My bed fits into a windowless nook, five feet from my toilet. That night, it takes me longer than usual to nod off—I'm half-expecting to be Kulwant's latrine—but at some point, I'm so exhausted that I stop worrying about it. When I rise in the morning, Kulwant is already gone, the bedding folded neatly on my couch, leaving only the impression of his hairy form on the empty cot and a CD of his newest songs.

“CLEANING DINKS WAS one of the first things I learned as a groom,” Randi tells me, lugging the bucket that she uses to wash horse penises down the shed row to another trainer's stable. “Nowadays, people don't have enough time.”

In his stall at the track, lying on bedding, a male horse will collect dirt, scum, and sawdust in his nether regions. After a few months, the horse penis, which retracts into a sheath, becomes a smegma factory, which leads to infection, discomfort, and difficulties with urination. Cleaning a horse penis is a straightforward, if unsavoury task that many of today's newfangled grooms are too icked out to perform. At the same time, handling a thousand-pound animal's junk requires confidence and finesse; a bold novice might get himself hurt if he squeezes or pulls too hard.

“You have to fucking have a knack for it,” Randi tells me. “You have to be gentle.”

When other trainers found out that Randi was willing to do the work, it became a lucrative part-time job for her—at $20 a go, cleaning half a dozen horse penises at a time. Randi even had joke business cards made:

Once we get to the other barn, Randi introduces me to a groom named Daryl, a friendly guy wearing a baseball cap over his mullet, who holds the horses while Randi roots underneath them.

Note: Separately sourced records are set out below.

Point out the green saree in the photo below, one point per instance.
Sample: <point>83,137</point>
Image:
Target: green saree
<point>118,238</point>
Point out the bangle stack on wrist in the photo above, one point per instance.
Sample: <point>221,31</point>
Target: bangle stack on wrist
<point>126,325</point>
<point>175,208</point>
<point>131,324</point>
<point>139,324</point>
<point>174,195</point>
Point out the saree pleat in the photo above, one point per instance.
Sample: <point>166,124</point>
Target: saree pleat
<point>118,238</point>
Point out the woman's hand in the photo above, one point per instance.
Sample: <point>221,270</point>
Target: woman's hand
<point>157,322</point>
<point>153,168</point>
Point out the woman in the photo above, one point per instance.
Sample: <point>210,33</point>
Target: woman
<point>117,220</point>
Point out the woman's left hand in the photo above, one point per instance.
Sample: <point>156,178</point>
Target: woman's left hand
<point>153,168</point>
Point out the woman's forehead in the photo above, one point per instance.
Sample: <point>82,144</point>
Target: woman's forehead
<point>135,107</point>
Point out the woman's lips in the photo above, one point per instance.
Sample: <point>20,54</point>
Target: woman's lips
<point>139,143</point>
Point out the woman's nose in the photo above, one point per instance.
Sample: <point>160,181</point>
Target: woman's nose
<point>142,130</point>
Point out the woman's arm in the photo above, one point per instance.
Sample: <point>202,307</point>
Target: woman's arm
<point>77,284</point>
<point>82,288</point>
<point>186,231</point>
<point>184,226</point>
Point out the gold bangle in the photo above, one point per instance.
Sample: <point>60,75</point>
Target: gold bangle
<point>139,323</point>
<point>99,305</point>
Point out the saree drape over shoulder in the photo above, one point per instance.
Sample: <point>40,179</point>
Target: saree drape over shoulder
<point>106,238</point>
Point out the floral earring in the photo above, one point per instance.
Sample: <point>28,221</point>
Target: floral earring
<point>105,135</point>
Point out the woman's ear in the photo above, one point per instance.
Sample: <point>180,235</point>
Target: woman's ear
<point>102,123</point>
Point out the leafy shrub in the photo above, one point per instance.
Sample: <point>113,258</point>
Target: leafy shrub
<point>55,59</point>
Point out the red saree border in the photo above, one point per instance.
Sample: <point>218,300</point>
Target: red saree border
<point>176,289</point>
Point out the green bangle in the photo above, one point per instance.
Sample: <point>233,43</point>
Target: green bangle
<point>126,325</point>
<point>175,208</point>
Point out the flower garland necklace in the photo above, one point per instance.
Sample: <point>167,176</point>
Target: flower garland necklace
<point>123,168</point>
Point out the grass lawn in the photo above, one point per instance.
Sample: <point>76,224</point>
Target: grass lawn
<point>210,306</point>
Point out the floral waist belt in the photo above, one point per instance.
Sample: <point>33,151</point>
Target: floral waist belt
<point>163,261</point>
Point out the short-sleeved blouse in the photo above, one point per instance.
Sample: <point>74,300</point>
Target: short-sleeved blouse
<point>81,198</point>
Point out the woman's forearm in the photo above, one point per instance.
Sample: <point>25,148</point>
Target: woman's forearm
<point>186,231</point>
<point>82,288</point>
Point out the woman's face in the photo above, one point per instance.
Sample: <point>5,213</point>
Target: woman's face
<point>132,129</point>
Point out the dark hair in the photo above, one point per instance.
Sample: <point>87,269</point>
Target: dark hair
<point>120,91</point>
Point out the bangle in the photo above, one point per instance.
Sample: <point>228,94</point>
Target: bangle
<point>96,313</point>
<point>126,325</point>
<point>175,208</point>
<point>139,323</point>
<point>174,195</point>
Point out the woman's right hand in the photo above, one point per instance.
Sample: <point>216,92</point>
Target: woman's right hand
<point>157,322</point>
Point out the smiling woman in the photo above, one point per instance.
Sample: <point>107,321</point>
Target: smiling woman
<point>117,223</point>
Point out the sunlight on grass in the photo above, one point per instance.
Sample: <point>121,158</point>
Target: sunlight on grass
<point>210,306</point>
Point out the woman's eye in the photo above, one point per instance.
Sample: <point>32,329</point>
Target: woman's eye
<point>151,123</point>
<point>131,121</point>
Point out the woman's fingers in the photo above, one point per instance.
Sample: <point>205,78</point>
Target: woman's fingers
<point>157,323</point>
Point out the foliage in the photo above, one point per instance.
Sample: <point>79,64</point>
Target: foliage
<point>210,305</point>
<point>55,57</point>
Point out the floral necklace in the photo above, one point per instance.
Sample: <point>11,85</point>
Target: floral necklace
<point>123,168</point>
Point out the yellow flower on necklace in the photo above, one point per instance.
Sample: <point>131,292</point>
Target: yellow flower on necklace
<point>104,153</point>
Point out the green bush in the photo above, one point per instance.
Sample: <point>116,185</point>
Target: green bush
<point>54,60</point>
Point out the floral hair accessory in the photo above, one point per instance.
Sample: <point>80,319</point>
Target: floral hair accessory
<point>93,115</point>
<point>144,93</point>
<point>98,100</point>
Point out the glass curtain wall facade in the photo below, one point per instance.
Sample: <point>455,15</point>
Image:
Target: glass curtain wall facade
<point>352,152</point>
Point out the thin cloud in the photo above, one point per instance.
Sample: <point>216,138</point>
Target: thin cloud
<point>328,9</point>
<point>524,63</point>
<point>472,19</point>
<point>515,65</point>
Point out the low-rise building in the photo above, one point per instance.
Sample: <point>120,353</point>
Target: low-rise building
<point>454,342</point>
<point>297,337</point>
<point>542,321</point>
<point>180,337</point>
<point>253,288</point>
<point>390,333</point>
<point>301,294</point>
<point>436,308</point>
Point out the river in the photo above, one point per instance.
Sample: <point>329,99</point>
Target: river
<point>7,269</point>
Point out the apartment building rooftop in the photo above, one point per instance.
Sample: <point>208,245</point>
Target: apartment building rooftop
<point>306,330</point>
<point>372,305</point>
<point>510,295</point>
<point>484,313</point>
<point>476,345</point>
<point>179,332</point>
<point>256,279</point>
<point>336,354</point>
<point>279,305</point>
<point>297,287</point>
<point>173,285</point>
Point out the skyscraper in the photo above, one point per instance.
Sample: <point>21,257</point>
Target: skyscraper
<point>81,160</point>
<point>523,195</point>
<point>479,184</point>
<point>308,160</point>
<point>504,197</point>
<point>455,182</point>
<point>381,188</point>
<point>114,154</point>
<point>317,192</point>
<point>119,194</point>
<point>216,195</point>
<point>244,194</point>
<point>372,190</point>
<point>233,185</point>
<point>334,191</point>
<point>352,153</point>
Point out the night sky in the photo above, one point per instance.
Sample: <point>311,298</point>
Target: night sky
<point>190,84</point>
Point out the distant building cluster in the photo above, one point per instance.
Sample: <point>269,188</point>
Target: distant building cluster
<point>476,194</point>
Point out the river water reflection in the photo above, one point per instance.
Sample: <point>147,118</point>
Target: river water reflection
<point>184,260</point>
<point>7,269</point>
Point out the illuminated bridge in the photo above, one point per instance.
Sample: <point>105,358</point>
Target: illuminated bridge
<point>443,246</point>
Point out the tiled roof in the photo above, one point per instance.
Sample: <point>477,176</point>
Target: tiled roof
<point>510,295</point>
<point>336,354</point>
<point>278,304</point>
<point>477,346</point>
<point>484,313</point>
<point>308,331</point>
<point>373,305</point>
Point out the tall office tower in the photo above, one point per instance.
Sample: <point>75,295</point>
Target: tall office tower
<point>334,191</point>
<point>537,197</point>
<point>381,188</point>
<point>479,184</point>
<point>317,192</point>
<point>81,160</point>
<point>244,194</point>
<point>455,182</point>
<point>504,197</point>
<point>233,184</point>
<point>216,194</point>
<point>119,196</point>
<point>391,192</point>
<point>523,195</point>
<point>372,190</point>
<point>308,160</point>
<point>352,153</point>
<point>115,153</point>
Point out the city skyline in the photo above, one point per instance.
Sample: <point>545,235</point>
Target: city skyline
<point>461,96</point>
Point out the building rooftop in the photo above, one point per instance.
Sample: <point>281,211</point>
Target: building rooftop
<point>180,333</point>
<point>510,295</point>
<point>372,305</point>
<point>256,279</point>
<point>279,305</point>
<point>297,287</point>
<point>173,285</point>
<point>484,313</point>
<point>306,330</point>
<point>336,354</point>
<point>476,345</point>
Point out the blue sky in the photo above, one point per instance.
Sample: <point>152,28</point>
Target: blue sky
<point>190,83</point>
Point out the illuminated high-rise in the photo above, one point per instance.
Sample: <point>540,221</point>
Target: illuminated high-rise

The first horse, a four-year-old named Surprisal, lets Randi give him the reach-around with little apprehension. Randi uses soap and a sponge, though some of the horse-care websites I visit afterwards also suggest using K-Y Jelly. She leans under him with her free hand dangling back for balance as though she were fencing.

“He's not very dirty,” Randi says, turning to me with an almost disappointed look. “I've done him a few times before.”

Like many horses at Hastings whose bloodlines aren't worth passing on, Surprisal is gelded. An unaltered horse brings another degree of awkwardness to dink cleaning. Randi, who's taken a week off from the post office, says that she cleaned a ball-swinging colt the day before. “He kind of liked it, which can make the job easier,” Randi says, breaking into a smile. “Usually, when they're studs, they're real jerks.”